ServoBox implements a comprehensive real-time optimization stack across both host and guest systems. This page documents every tuning measure applied to achieve deterministic, low-latency performance.


Overview

ServoBox achieves real-time performance through a layered approach:

  1. Host-level isolation - Dedicate CPU cores and control interrupt routing
  2. VM configuration - Optimize KVM/QEMU for deterministic execution
  3. Guest optimization - PREEMPT_RT kernel with minimal jitter sources
  4. Verification tools - Built-in testing and diagnostics

All optimizations are applied automatically during servobox init and servobox start.


Performance Modes

ServoBox offers three RT performance modes (selected with servobox start):

Mode Latency Target Power Usage Command
Balanced (default) avg: ~4μs, max: ~100-120μs Normal servobox start
Performance avg: ~3μs, max: ~100μs (fewer spikes) +20-30W servobox start --performance
Extreme avg: ~3μs, max: ~100μs (rare spikes) +40-60W (high) servobox start --extreme

Mode details:

  • Balanced: Performance CPU governor with dynamic frequency scaling. Recommended for most robotics control loops - excellent latency with normal power consumption. Achieves the VM's fundamental latency floor.

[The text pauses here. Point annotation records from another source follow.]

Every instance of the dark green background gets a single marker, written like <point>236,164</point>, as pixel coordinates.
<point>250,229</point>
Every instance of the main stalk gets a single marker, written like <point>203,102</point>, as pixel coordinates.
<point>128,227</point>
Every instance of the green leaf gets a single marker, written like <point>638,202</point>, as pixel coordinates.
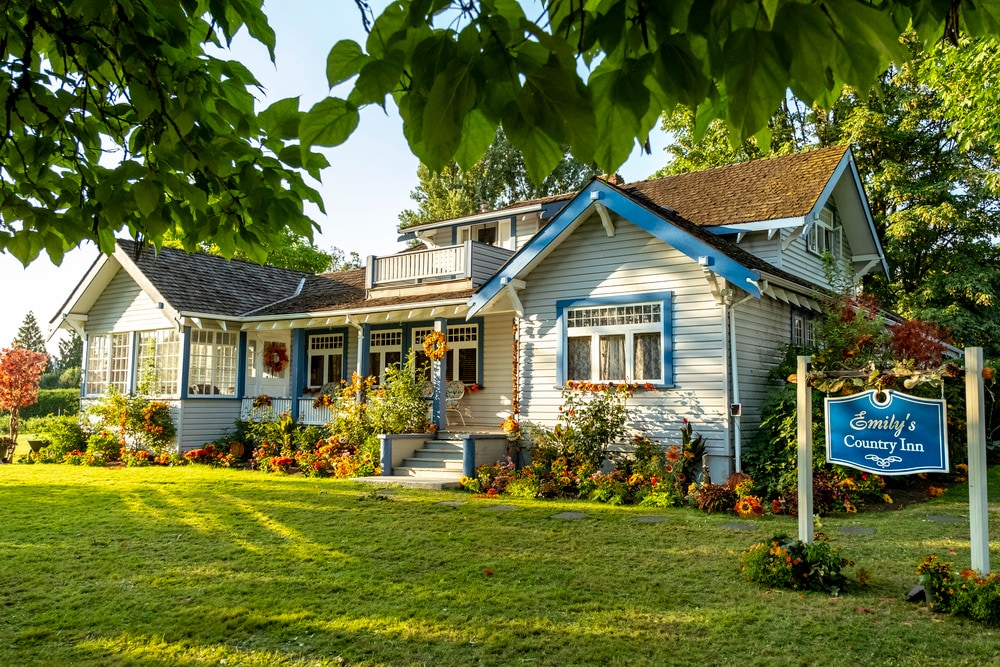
<point>328,123</point>
<point>147,195</point>
<point>281,119</point>
<point>344,61</point>
<point>755,80</point>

  • Performance: Locks CPU frequencies to maximum, eliminating frequency transition jitter. Does not reduce max latency significantly but makes 100μs+ spikes less frequent. Use when your application needs tighter timing guarantees (99.99% vs 99.9%).

  • Extreme: Adds Turbo Boost disable for maximum determinism. In testing, shows no measurable improvement over Performance mode. Use only for experimentation or if you need absolutely predictable behavior.

VM Latency Ceiling

The ~100-120μs max latency represents the fundamental limit of running RT workloads in a VM. These spikes come from:

  • Hypervisor overhead (QEMU/KVM context switches, memory management)
  • Hardware interrupts (SMIs, IRQs bleeding through isolation)
  • Memory subsystem (cache misses, TLB flushes)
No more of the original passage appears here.